In honor of Earth Day, the Georgia Ports Authority is highlighting a new wetland area constructed for stormwater treatment. The 14 acres of man-made wetlands lie between the storage and dock facilities and a container transfer facility at GPA’s Garden City Terminal.
Captured stormwater that would normally run into the Savannah River instead follows a “meandering path” through a series of ponds to the river, according to Natalie Dawn, the Authority’s Environmental Sustainability Manager. Along the way, the marshy ecosystem filters out pollutants.
“It protects the Savannah River. That’s its primary purpose,” Dawn says of the wetlands area. “As beautiful as it is, it’s working very hard.”
GPA officials first conceived of the wetlands project four years ago, according to Executive Director Curtis Foltz.
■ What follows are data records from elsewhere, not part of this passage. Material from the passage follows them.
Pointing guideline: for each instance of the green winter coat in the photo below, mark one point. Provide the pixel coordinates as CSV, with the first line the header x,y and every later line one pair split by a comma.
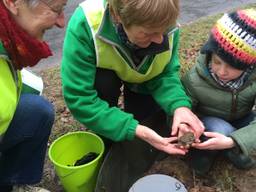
x,y
78,74
10,87
210,99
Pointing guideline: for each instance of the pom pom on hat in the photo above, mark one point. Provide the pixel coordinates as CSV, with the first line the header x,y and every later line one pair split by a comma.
x,y
233,39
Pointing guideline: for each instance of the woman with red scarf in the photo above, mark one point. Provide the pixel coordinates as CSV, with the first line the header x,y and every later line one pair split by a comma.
x,y
25,119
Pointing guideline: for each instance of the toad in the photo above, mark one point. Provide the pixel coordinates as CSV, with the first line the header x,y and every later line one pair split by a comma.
x,y
186,140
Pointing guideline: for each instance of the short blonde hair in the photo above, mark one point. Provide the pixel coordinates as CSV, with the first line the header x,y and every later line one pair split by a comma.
x,y
147,13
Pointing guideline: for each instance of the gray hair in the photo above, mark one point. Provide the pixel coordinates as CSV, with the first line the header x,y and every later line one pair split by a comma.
x,y
34,3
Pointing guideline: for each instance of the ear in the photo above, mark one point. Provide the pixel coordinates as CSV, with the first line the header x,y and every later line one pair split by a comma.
x,y
11,6
116,18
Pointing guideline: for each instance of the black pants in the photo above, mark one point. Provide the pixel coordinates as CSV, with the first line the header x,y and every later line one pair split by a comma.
x,y
108,86
128,160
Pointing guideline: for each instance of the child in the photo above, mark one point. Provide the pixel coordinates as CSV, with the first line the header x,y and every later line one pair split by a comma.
x,y
223,89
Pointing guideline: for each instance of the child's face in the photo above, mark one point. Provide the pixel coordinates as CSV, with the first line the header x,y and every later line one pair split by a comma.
x,y
224,71
143,37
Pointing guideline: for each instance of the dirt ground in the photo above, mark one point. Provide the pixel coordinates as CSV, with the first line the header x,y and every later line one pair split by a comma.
x,y
223,177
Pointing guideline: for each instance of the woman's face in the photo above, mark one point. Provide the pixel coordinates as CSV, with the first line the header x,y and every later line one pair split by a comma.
x,y
224,71
35,21
143,37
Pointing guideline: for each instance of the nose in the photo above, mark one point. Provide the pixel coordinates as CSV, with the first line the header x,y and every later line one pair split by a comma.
x,y
222,70
157,38
60,20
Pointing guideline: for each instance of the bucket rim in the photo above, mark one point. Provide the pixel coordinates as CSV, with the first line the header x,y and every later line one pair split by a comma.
x,y
79,166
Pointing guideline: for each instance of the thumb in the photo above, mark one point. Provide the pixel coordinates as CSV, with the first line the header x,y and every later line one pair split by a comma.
x,y
174,127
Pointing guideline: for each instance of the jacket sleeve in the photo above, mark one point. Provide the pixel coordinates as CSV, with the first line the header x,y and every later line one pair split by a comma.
x,y
78,75
245,138
166,88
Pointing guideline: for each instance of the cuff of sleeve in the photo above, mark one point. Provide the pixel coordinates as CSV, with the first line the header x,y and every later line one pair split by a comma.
x,y
131,130
240,143
179,104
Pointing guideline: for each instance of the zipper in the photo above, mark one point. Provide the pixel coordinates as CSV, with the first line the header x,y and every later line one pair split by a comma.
x,y
234,104
125,53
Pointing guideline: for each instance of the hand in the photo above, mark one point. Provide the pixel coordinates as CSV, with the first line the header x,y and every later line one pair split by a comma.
x,y
184,115
216,141
161,143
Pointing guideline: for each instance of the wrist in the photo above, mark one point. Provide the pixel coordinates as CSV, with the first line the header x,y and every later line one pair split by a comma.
x,y
231,143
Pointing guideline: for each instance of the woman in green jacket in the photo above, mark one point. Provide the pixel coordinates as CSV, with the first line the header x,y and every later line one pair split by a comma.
x,y
25,119
134,43
223,90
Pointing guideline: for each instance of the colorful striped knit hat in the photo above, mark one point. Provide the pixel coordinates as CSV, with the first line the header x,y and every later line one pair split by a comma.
x,y
233,39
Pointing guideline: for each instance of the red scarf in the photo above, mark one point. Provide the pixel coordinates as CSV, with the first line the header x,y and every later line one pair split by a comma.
x,y
23,49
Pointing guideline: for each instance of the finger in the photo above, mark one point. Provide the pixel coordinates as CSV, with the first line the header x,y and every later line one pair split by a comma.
x,y
175,124
171,139
204,145
211,134
178,151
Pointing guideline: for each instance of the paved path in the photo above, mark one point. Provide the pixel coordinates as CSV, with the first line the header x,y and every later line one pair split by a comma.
x,y
190,10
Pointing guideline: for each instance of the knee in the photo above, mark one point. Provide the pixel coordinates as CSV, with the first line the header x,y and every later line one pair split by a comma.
x,y
215,124
39,107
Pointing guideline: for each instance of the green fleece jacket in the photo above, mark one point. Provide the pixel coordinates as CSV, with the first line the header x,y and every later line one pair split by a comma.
x,y
10,87
210,99
78,75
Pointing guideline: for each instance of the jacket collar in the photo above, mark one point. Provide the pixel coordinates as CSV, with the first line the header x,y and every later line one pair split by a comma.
x,y
203,71
107,30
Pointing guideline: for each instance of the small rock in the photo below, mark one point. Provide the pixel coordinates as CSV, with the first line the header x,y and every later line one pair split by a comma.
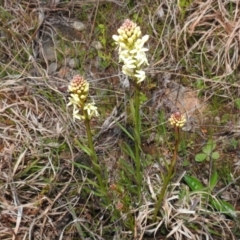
x,y
52,68
217,120
73,63
97,45
48,50
78,25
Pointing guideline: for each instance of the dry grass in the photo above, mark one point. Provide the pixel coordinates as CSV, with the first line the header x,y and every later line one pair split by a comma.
x,y
43,194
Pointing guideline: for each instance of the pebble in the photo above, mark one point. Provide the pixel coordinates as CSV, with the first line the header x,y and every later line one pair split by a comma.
x,y
79,26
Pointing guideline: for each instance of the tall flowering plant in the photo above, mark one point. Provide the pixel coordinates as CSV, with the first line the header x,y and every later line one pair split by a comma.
x,y
177,120
82,110
131,50
132,54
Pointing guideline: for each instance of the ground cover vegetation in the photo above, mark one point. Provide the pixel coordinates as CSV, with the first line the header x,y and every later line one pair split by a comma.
x,y
119,119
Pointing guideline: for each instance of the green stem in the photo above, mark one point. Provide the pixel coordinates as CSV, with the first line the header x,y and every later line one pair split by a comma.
x,y
93,156
171,171
137,129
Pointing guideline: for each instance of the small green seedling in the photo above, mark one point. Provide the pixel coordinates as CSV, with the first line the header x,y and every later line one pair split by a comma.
x,y
207,152
237,103
195,185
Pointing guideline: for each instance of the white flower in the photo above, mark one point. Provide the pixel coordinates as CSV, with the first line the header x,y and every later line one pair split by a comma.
x,y
91,110
131,50
140,75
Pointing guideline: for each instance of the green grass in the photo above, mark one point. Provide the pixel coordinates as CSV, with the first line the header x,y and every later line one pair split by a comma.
x,y
44,167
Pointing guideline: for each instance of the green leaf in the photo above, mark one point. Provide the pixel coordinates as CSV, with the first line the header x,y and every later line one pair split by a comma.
x,y
85,148
215,155
200,157
193,183
237,103
82,166
210,146
213,180
126,131
224,207
127,149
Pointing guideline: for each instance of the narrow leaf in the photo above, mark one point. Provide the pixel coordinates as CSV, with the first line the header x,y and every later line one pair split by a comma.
x,y
193,183
213,180
200,157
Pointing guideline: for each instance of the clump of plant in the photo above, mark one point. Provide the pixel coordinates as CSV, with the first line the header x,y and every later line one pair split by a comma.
x,y
208,152
173,210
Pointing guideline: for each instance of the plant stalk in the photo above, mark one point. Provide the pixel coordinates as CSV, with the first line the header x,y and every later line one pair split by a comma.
x,y
93,156
171,171
137,130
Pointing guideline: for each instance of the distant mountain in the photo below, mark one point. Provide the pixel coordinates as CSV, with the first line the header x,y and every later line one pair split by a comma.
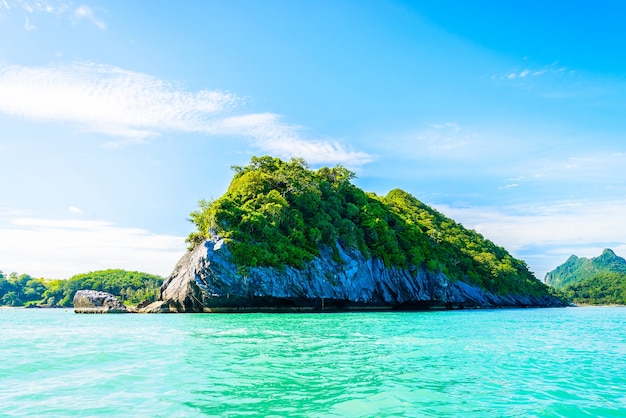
x,y
579,269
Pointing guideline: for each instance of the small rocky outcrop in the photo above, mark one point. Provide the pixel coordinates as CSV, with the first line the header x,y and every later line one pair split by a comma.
x,y
95,301
206,280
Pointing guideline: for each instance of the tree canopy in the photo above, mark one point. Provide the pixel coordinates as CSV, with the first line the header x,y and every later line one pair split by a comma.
x,y
131,286
277,213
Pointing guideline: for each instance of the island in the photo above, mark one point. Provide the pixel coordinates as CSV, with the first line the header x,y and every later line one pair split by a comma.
x,y
288,238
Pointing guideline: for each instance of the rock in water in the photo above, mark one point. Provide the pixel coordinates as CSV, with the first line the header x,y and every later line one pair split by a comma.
x,y
206,280
95,301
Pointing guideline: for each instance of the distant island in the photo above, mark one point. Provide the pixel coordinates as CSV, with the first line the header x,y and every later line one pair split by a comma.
x,y
591,281
132,287
285,237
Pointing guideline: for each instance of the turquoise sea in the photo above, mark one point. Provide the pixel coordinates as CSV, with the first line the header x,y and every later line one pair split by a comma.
x,y
474,363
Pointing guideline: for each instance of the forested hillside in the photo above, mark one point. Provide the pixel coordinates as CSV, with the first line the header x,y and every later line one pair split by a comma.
x,y
596,281
130,286
277,213
578,269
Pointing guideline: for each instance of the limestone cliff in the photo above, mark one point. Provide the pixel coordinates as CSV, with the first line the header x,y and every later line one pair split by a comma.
x,y
206,280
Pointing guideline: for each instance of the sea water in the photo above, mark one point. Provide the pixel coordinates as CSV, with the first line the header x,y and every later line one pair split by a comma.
x,y
473,363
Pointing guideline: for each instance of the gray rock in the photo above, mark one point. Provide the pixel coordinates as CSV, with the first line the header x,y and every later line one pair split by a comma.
x,y
94,301
206,280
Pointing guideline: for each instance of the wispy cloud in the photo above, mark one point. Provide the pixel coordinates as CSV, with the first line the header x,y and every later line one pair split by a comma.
x,y
36,6
545,235
526,73
132,107
85,13
27,25
55,248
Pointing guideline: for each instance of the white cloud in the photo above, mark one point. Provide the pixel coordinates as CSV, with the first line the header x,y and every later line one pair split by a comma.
x,y
134,106
61,248
85,13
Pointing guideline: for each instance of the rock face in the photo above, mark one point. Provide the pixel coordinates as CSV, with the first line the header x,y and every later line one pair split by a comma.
x,y
94,301
205,280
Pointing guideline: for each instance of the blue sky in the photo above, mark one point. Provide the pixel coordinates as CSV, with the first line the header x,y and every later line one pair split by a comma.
x,y
117,117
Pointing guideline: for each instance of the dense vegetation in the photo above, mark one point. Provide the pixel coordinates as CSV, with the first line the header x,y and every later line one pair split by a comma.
x,y
594,281
131,286
277,213
608,288
578,269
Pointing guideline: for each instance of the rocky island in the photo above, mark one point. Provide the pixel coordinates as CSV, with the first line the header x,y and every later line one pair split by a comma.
x,y
288,238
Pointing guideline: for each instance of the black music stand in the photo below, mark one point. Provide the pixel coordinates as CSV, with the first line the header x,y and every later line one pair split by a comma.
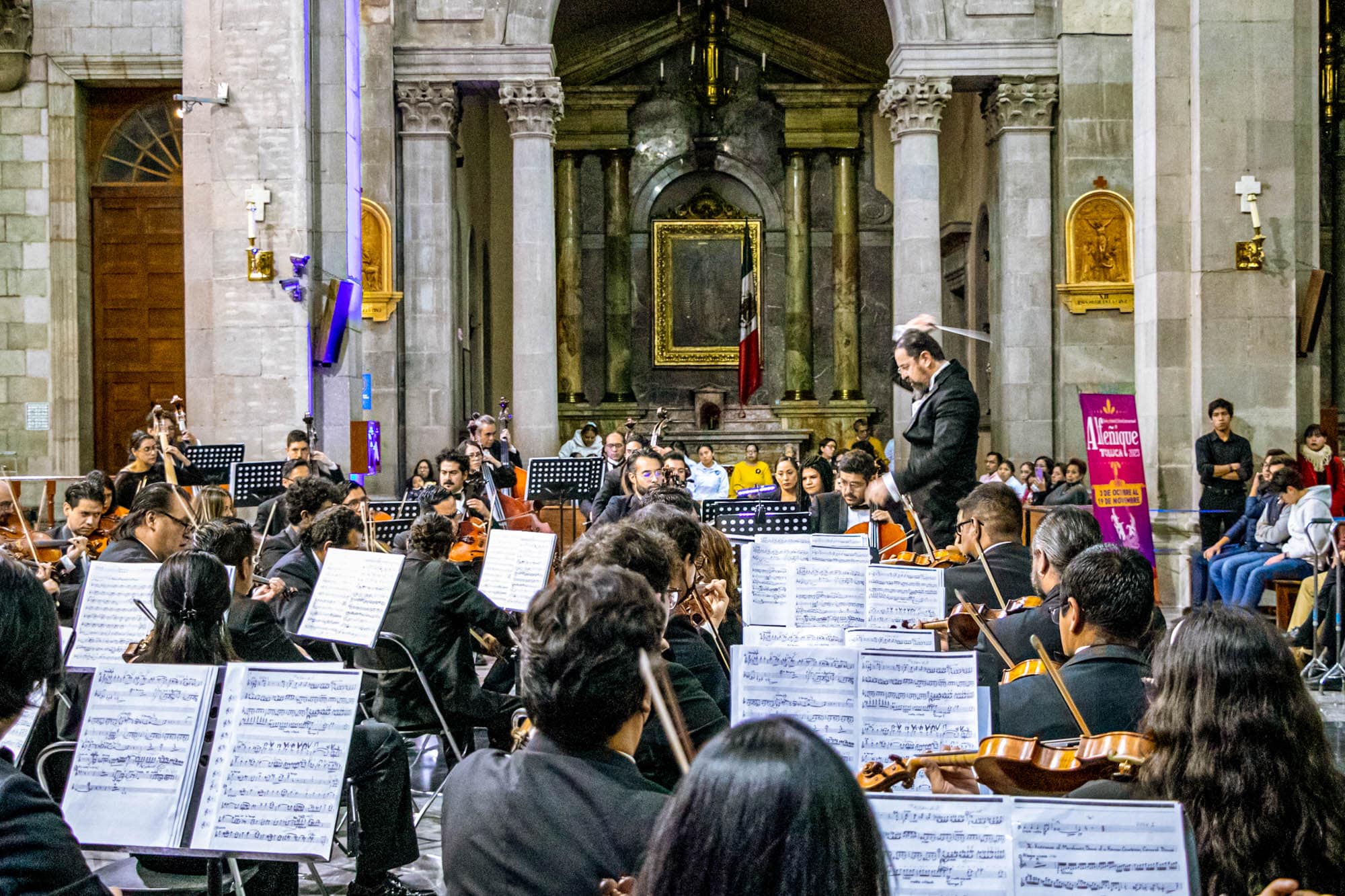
x,y
794,522
215,462
714,507
252,483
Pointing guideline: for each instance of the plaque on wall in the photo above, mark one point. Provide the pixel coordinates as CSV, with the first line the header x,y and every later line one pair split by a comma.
x,y
1100,252
699,282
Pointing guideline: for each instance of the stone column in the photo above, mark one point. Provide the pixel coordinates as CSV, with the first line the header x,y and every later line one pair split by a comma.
x,y
617,251
570,330
533,107
915,108
845,275
798,291
430,114
1019,114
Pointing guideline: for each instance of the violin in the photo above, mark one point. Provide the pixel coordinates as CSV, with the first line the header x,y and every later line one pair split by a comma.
x,y
1027,766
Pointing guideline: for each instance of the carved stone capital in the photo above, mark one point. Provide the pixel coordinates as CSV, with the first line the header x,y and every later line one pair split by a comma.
x,y
430,107
533,107
1020,104
915,104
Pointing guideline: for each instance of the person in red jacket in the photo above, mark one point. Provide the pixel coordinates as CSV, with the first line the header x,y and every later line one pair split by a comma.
x,y
1320,467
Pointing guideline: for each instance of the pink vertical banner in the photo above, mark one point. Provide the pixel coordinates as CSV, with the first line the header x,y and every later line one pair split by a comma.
x,y
1117,471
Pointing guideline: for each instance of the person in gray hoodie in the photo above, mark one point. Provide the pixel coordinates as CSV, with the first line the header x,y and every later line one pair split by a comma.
x,y
584,444
1308,540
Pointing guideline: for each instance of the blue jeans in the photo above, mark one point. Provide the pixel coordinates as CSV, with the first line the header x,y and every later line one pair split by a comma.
x,y
1258,577
1223,571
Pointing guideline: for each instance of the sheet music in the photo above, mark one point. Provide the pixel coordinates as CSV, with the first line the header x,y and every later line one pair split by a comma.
x,y
352,596
135,766
828,588
896,594
517,567
917,702
276,771
890,639
946,845
816,685
1100,846
108,618
792,637
766,579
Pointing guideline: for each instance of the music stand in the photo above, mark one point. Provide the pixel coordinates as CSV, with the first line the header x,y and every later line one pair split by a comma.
x,y
215,462
712,507
252,483
794,522
567,481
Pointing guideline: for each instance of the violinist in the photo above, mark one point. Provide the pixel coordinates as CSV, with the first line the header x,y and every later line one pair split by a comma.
x,y
432,608
1062,536
147,467
1106,610
570,809
991,525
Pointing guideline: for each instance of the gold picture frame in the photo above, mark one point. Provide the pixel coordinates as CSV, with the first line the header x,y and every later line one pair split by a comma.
x,y
695,249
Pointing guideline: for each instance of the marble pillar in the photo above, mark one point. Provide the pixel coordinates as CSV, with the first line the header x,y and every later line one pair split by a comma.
x,y
533,107
617,251
570,323
915,112
798,292
845,275
1019,116
430,115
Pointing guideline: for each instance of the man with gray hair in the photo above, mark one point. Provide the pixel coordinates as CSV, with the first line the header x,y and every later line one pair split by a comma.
x,y
1063,534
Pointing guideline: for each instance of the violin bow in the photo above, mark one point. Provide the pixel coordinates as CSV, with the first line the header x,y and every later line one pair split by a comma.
x,y
673,725
985,630
1061,686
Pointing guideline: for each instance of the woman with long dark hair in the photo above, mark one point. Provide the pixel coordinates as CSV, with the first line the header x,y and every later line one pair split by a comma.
x,y
769,809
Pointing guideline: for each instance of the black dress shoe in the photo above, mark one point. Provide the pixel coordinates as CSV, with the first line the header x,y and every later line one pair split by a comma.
x,y
391,885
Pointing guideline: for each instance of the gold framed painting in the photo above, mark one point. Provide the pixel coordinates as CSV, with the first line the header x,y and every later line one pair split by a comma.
x,y
699,288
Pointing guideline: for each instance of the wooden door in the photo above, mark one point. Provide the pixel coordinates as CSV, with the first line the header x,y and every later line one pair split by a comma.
x,y
138,311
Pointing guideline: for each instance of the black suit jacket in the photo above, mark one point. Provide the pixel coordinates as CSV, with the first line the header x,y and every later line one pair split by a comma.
x,y
1108,682
545,821
944,452
276,546
431,610
301,571
258,635
1011,564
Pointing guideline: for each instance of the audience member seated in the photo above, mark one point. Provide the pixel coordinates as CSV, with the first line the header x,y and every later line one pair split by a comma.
x,y
38,853
432,610
1108,608
991,524
571,809
777,792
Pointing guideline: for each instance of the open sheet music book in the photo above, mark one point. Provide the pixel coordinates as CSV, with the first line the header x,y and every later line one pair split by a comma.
x,y
867,704
276,759
1032,845
352,595
517,567
809,581
108,618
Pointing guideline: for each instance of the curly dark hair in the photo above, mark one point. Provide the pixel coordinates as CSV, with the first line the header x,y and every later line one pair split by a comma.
x,y
582,641
1241,743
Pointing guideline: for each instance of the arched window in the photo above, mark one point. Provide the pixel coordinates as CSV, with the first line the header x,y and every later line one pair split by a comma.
x,y
146,147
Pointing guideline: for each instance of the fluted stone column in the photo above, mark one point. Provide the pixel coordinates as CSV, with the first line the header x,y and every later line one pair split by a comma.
x,y
430,112
845,275
798,291
1019,115
617,251
533,107
915,108
570,325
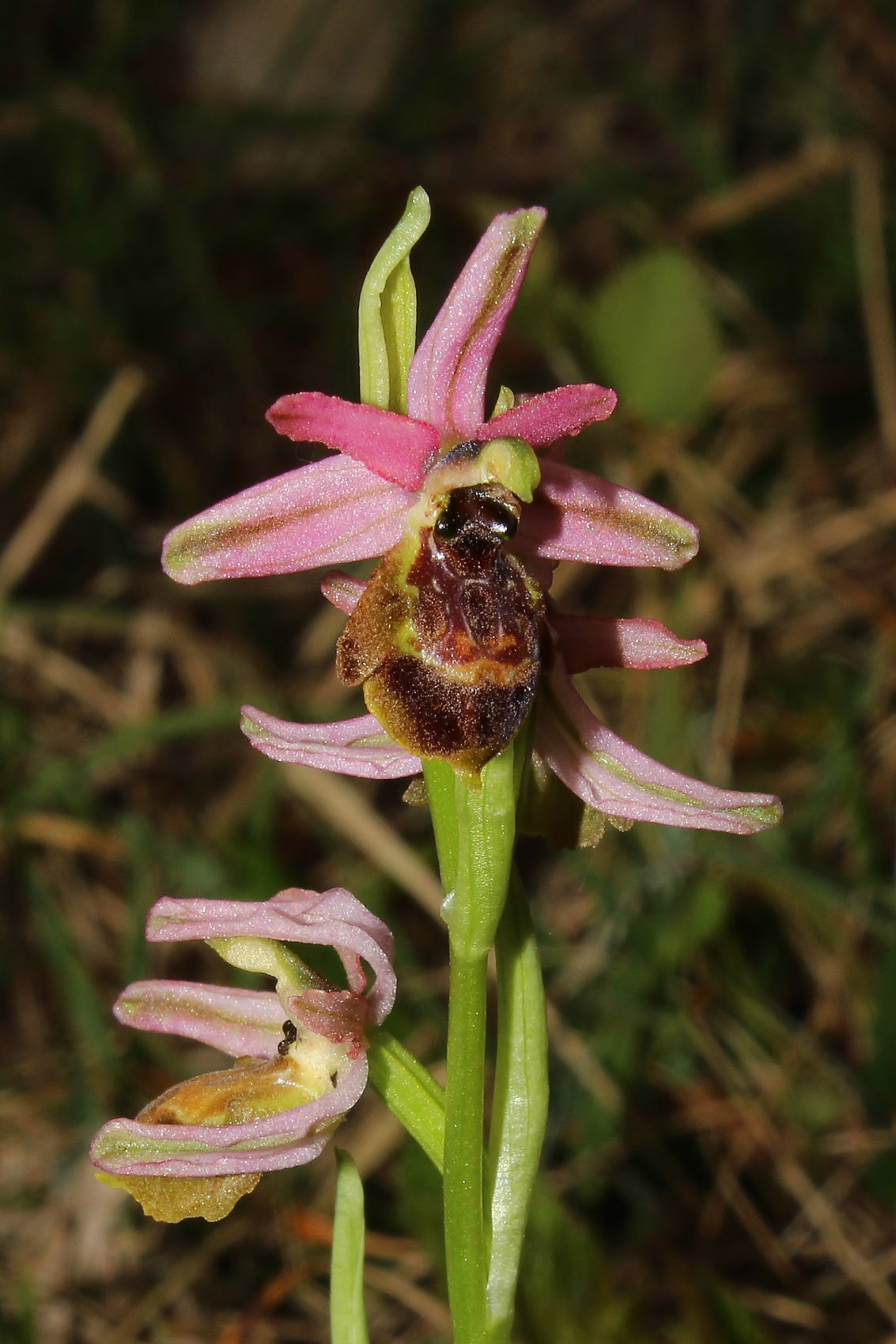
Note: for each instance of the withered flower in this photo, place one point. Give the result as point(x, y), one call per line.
point(300, 1050)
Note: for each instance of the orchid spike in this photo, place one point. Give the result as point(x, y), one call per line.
point(422, 476)
point(300, 1050)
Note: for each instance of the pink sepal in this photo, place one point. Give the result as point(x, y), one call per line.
point(324, 513)
point(615, 778)
point(544, 418)
point(446, 380)
point(238, 1022)
point(343, 590)
point(334, 918)
point(597, 642)
point(351, 746)
point(578, 517)
point(395, 446)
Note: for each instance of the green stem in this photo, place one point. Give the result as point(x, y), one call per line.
point(465, 1245)
point(348, 1321)
point(409, 1090)
point(520, 1103)
point(474, 830)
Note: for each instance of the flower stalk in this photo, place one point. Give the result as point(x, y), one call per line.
point(467, 671)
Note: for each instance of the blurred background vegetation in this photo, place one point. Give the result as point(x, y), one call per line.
point(192, 195)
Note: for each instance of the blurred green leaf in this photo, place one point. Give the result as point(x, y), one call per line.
point(656, 338)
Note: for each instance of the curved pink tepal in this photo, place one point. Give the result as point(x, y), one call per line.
point(332, 918)
point(395, 446)
point(446, 380)
point(598, 642)
point(328, 513)
point(351, 746)
point(550, 415)
point(615, 778)
point(238, 1022)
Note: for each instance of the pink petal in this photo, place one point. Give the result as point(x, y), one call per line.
point(394, 446)
point(446, 382)
point(289, 1138)
point(343, 590)
point(323, 513)
point(332, 918)
point(565, 411)
point(618, 780)
point(598, 642)
point(578, 517)
point(352, 746)
point(240, 1022)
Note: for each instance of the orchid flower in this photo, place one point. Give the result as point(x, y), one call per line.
point(417, 442)
point(300, 1050)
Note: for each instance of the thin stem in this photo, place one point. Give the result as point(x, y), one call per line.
point(520, 1103)
point(348, 1321)
point(474, 832)
point(465, 1246)
point(410, 1092)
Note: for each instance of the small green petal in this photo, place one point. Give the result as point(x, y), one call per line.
point(388, 312)
point(511, 463)
point(267, 959)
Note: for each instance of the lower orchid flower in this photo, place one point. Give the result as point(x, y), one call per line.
point(300, 1050)
point(454, 640)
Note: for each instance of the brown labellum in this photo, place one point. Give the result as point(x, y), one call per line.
point(448, 644)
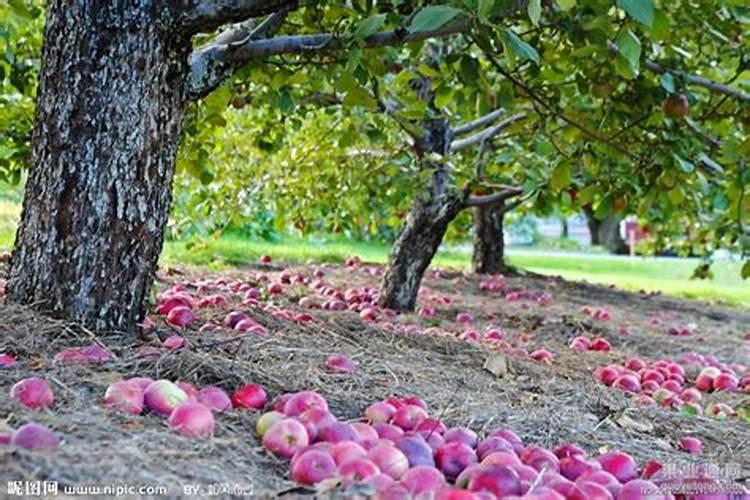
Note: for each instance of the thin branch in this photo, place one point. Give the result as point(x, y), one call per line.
point(690, 78)
point(203, 16)
point(487, 133)
point(543, 102)
point(481, 201)
point(485, 120)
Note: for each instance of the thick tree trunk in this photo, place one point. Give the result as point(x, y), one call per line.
point(108, 122)
point(593, 223)
point(425, 226)
point(609, 235)
point(489, 243)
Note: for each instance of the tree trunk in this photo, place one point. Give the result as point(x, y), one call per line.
point(489, 243)
point(109, 111)
point(609, 235)
point(425, 226)
point(593, 223)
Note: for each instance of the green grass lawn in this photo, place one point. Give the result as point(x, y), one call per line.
point(671, 276)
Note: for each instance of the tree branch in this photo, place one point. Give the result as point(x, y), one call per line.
point(490, 199)
point(207, 15)
point(479, 122)
point(487, 133)
point(690, 78)
point(543, 102)
point(209, 65)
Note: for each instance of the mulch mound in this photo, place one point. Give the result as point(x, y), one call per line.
point(545, 404)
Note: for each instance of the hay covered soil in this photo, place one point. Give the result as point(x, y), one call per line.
point(546, 404)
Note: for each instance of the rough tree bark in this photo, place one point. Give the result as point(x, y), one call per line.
point(108, 122)
point(425, 226)
point(593, 224)
point(489, 242)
After about three years of planting and construction, he says it’s been an “effectively managed” wetland for about six months.
Foltz notes that the wetlands are part of broader efforts to make the Port of Savannah environmentally friendly. “As we grow our business, we’re committed to growing it in the right way,” he says.
Other efforts have included reducing diesel usage with electric cranes and more efficient refrigeration.
Environmental groups have raised concerns about the impact that the anticipated dredging of the Savannah Harbor will have on fish and other wildlife.